Inside the flat a fruity voice was reading out a list of figures which had something to do with the production of pig iron. The voice came from an oblong metal plaque like a dulled mirror which formed part of the surface of the right-hand wall. Winston turned a switch and the voice sank somewhat, though the words were still distinguishable. The instrument (the telescreen, it was called) could be dimmed, but there was no way of shutting it off completely.

We will come to learn a list of horrors, many of them prefiguring our own internet, about the telescreen. It is always on, for example. The feature I want to dwell on today is its physical setup as an integral part of the wall.

Integrating the telescreen with the wall removes any visual signs that screens were once ancilliary fixtures in our homes. A TV was once an appliance that you could take or leave (although how many of us would leave it?). The telescreen is part of the very walls around you. Whatever unsettling things Freud may have said about your mother or your libido, he was on to something solid, I believe, when he wrote in The Interpretation of Dreams that the home represents the mind itself. Whatever belongs to the home is part of you.

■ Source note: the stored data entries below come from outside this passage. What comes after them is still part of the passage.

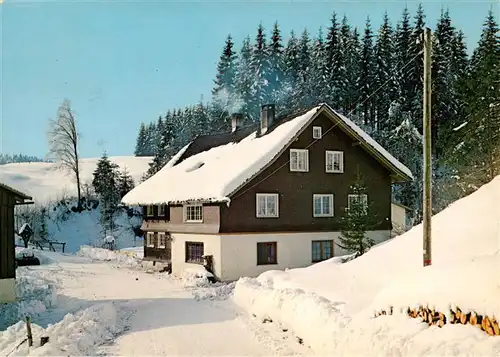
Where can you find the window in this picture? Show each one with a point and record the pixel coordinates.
(299, 160)
(316, 132)
(321, 250)
(150, 239)
(162, 240)
(266, 253)
(322, 205)
(162, 210)
(267, 205)
(335, 161)
(193, 213)
(353, 199)
(194, 252)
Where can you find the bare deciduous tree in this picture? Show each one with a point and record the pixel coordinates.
(63, 142)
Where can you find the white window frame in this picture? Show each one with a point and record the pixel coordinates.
(317, 132)
(160, 236)
(266, 196)
(160, 213)
(304, 153)
(194, 206)
(331, 155)
(321, 196)
(150, 239)
(352, 196)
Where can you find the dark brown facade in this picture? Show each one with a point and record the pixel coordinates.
(8, 199)
(296, 189)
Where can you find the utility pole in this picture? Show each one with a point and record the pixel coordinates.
(427, 199)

Some of our most formative assumptions have to do with what we consider normal and what we don’t. This is the point of the telescreen being built into the wall: it’s as normal to have a telescreen as to have a home.

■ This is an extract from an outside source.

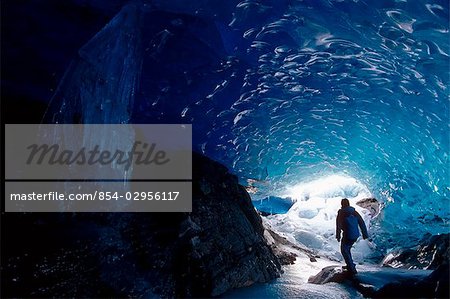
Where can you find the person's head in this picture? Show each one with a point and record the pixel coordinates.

Much of any goverment’s propaganda aims to condition the citizens to think of extraordinary circumstances as normal. Before 1947, for example, the United States had, when necessary, a Department of War. In 1947 Washington created its replacement, the Department of Defense. Today we simply accept the DoD as a permanent part of our government. And that’s because of a word. “Defense” is a consitutional duty which must be attended to all the time. It is a normal part of living in a dangerous world.

Before 1947, it would have been more evident to the casual oberver that we hadn’t always thought of ” defense” in this way. Raising an army to defend the nation’s interests had always been something we improvised in response to war, which is more or less the paradigm of extraordinary circumstances.

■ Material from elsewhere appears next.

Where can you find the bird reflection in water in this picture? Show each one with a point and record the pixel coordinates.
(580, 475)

Recall how long it took Lincoln to generate the forces of the Union Army. The Army that became an unstoppable behemoth began with pathetically haphazard, unprofessional, poorly informed efforts. To take another case, the image we have of American industry during World War 2 is one of factories humming at an insuprable capacity. This, though, was the result of an astonishingly quick adaptation to new circumstances. The factories that won the war mostly stayed in place and became the core of the military industrial complex, a phrase that now sounds slightly conspiratorial to breathe aloud. Why? Because “defense” is such big business, it must be thought of as normal. There is no industrialized country on earth than can afford to let arms sales be thought of as unusual. Military-grade weapons are a vital sector of a “normal” economy.

I am not quite at the point where I want to draw a direct connection between a militarized society and one that accepts a government mandate to ignore history, but I believe Chapter One will pull me toward this connection soon enough.

I will close for today by noting the main commonality between the poster of Big Brother that Winston passes in the hall and the telescreen that forms part of a wall in his apartment. In the poster, Big Brother’s eyes are “contrived” to hold the viewer in their gaze no matter where the viewer goes. The telescreen does the same. These are both achievements in surveillance that recall Jeremy Bentham’s idea of the panopticon–a phsyical space whose setup enables a watcher to monitor all the inhabitants from a single vantage point. If it ever came about, Bentham thought, the panopticon would become a “new mode of obtaining power of mind over mind, in a quantity hitherto without example.”